These bongo drums had rawhide heads which always seemed to sound a little dead, no matter how much I tightened them. They are not real professional drums, for one thing, and aren't built for extreme tension.
With nothing much to lose, I replaced the rawhide heads with a couple of x-ray films the lab in town gave me to play with many years ago. Free material!
The sound was much improved. To hear the new heads, click on the .mp3 file in the last step.
Step 1: Cutting the Material
The first X-ray head that I made years ago was precisely laid out on paper first. This time, I just traced the top of the drum directly on the film with a white grease pencil and improvised. The process was faster.
Rawhide stretches. X-ray film does not, so the outside edge needs to be cut to allow sections to fold .
It would have been a little easier with longer tabs on the "sunburst", because the material tends to fight going where you want it to go later, and longer tabs are better than too-short ones. These were cutting it a little close, but worked. I had a larger film to cut for the second drum head, and left longer tabs.
Try to keep the sides of the tabs parallel, or narrowing a bit toward the outside, rather than having them widen. If they get too wide, they will interfere with each other when they are bent into the holding rings.
Step 2: The Holding Rings
The outer ring pushes down on the inner ring, using bolts to tighten it. The drum head material is pinched between the two rings and is pulled down with them.

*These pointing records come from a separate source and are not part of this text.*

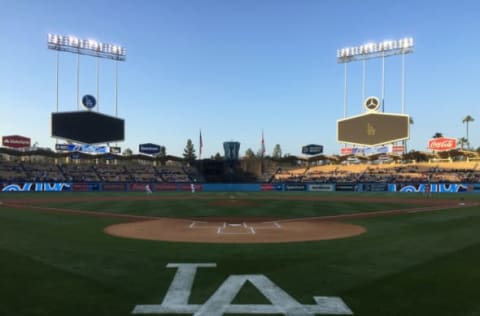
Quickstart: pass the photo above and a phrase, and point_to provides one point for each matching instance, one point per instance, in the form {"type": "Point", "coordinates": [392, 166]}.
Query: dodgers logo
{"type": "Point", "coordinates": [220, 303]}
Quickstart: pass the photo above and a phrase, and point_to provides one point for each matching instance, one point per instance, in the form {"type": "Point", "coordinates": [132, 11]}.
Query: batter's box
{"type": "Point", "coordinates": [235, 229]}
{"type": "Point", "coordinates": [198, 224]}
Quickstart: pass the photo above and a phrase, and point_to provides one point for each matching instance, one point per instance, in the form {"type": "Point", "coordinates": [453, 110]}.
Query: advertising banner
{"type": "Point", "coordinates": [149, 148]}
{"type": "Point", "coordinates": [115, 150]}
{"type": "Point", "coordinates": [114, 187]}
{"type": "Point", "coordinates": [271, 187]}
{"type": "Point", "coordinates": [442, 143]}
{"type": "Point", "coordinates": [324, 187]}
{"type": "Point", "coordinates": [86, 187]}
{"type": "Point", "coordinates": [138, 187]}
{"type": "Point", "coordinates": [312, 149]}
{"type": "Point", "coordinates": [37, 187]}
{"type": "Point", "coordinates": [295, 187]}
{"type": "Point", "coordinates": [434, 187]}
{"type": "Point", "coordinates": [371, 150]}
{"type": "Point", "coordinates": [166, 187]}
{"type": "Point", "coordinates": [375, 187]}
{"type": "Point", "coordinates": [16, 141]}
{"type": "Point", "coordinates": [91, 149]}
{"type": "Point", "coordinates": [346, 187]}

Step 3: Folding the Tabs Down
As you try to get all the tabs to simultaneously go where they belong between the two rings, you will probably forfeit the wrestling match eventually. To make things easier, you have to first coax the tabs to fold downward around the drum body.
To do that, tape all the tabs down with masking tape and hold them with a rubber band. Use a heat gun to make the material go limp. Since all the tabs are taped down, you won't see it go limp and you have to guess the amount of heating necessary. Experiment with some scrap material first. As soon as you remove the heat, it will cool and rigidify in its new position.
In the absence of a heat gun, you might try a propane torch, but be very delicate with the heat. The plastic is flammable. Then again, you might be able to win the wrestling match with the tabs without heat, if you are a better wrestler than I am.
Step 4: Getting the Head Material Between the Rings
This step is a little tricky. You have to bend the tabs up and over the inner ring and then tape the tabs to the top of the drum head. Leave some slack, enough so that the rings will end up lower than the top of the drum body when the head is tensioned. If they stick up above the top of the drum body, you will bang your hands on them when you play.
After you get the outer ring in place and it starts to pull down on the drum head, you can un-tape the tabs, if you wish. The tabs shouldn't pop out, and some may need to be tightened by hand, or allowed to pull out a little for even tension on all tabs.
Step 5: Trim Excess Tab Material
After you set the tension, the tabs are going nowhere and you can trim off the extra tab material. Cut it below the top of the drum body so that your hands never feel it when you are playing.
Unlike rawhide heads, the synthetic heads don't need to have their tension released when the drum is in storage. It may stretch a little, but not much.
If rawhide heads dry out while stored under tension, the heads shrink and can tear, which is not a pretty thing to see. The plastic doesn't dry out or shrink.
Step 6: Hear the Sound
To hear the sound of the new bongo drum heads, click on the thumbnail icon below to open the .mp3 audio file. (It looks like a blank piece of paper with the corner folded over.)
A playing tip: If the drum has a little more ring to the sound than you like, you can deaden it some by stretching a rubber band from one tension bolt to another, across the top of the head.